Quando Kevin chega à escola, ele não está de bom humor para passear gentilmente as crianças assustadas por essa situação, insistindo que uma professora, Maria ( America Ferrera ) Venha para o passeio para lidar com eles. Kevin não é um herói provável. Ele mal é relutante. Ele é simplesmente um cara que apareceu e, finalmente, fez algo extraordinário.
Esta não é uma história de super -herói, no entanto, ele é tratado com mais empatia do que, digamos, o pai mau de Tom Cruise em “Guerra dos Mundos”. Há um fio interessante tecido na história sobre pais ausentes e arrependimento, que se estende até além de Kevin, seu falecido pai e seu filho.
Observar Ferrara e McConaughey dirigirem este ônibus escolar pelas chamas e os cabos de energia em colapso às vezes trazem a mente “velocidade”. Ocasionalmente, isso se torna um pouco longe demais no espetáculo e você começa a questionar o quanto a ação foi aumentada para a excitação do público. Talvez essas coisas realmente tenham se desenroladas como se apresentam, mas às vezes parece que você está de repente no Universal Studio Tour.

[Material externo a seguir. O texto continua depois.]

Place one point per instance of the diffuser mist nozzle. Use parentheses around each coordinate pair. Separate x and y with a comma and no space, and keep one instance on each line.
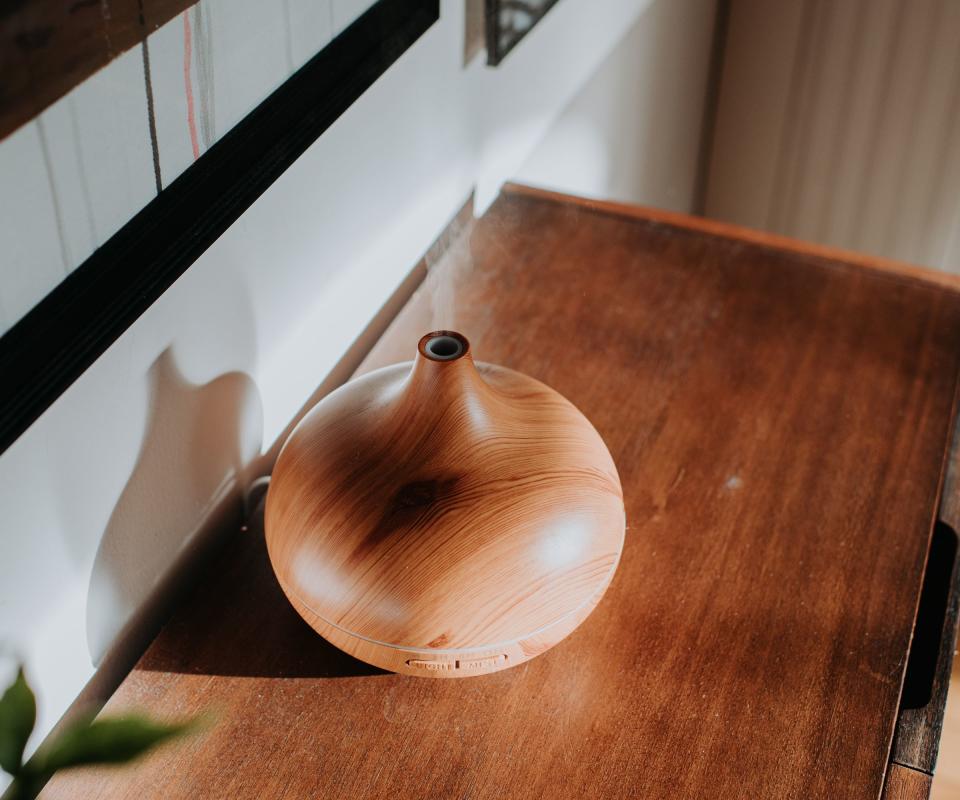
(443,346)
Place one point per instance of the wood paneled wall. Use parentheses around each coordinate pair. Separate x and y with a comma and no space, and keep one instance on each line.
(839,122)
(85,164)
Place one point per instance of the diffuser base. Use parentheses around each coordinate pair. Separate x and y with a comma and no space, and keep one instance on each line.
(460,663)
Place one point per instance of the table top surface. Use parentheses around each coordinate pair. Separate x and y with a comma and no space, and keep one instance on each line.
(779,420)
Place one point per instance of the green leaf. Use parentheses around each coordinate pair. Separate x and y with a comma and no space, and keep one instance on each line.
(113,740)
(18,714)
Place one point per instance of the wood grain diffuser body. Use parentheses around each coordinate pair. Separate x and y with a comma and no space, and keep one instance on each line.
(445,519)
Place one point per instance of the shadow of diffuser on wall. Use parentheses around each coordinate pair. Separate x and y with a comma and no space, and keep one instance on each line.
(186,485)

Ainda assim, é impossível tirar os olhos da tela, longe do inferno e do sentido de nossa própria pequenez e desamparo para “lutar contra isso”, o que quer que isso signifique. Certamente existe uma versão desta história, adaptada do romance de Lizzie Johnson “Paradise: uma luta de uma cidade para sobreviver a um incêndio americano”, que poderia ter se concentrado nos bombeiros. Eles recebem um holofote aqui, e o chefe dos bombeiros pode dizer que essas queimaduras estão piorando a cada ano. Mas se você está procurando esse filme, talvez deva recorrer a Joseph Kosinski’s “Apenas o corajoso.”

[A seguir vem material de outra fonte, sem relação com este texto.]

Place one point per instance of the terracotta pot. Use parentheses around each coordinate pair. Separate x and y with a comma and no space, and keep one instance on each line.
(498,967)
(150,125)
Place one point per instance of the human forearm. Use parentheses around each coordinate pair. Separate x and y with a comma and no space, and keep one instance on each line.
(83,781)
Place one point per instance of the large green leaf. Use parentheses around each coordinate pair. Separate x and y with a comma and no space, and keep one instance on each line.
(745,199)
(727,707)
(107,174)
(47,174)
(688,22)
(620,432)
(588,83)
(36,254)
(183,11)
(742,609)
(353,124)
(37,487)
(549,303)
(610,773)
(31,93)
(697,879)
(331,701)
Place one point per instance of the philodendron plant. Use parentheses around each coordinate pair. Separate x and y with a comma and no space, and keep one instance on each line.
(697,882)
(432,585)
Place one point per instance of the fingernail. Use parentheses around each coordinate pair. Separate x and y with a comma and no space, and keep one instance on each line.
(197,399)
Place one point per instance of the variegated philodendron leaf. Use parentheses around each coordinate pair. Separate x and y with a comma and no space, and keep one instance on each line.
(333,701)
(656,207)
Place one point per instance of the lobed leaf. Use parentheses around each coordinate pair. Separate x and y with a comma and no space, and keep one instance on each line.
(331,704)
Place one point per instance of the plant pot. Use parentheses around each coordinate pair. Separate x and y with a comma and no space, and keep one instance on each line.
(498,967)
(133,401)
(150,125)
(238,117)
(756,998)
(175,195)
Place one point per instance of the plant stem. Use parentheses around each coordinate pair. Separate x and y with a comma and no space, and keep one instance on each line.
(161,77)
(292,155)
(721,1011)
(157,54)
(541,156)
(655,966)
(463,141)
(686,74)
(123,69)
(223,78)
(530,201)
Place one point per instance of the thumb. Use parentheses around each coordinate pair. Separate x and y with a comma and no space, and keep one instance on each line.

“The Lost Bus” é sobre algumas pessoas comuns em uma situação impossível, apenas tentando sobreviver. Embora não seja difícil arrancar emoção de uma platéia assistindo crianças em perigo, também, de certa forma, chega ao coração do assunto.
“The Lost Bus”, um lançamento de filmes originais da Apple em teatros selecionados em 19 de setembro e streaming no Apple TV+ em 3 de outubro, é classificado como R pela Motion Picture Association of America para “Idioma”. Tempo de execução: 129 minutos. Três estrelas em quatro.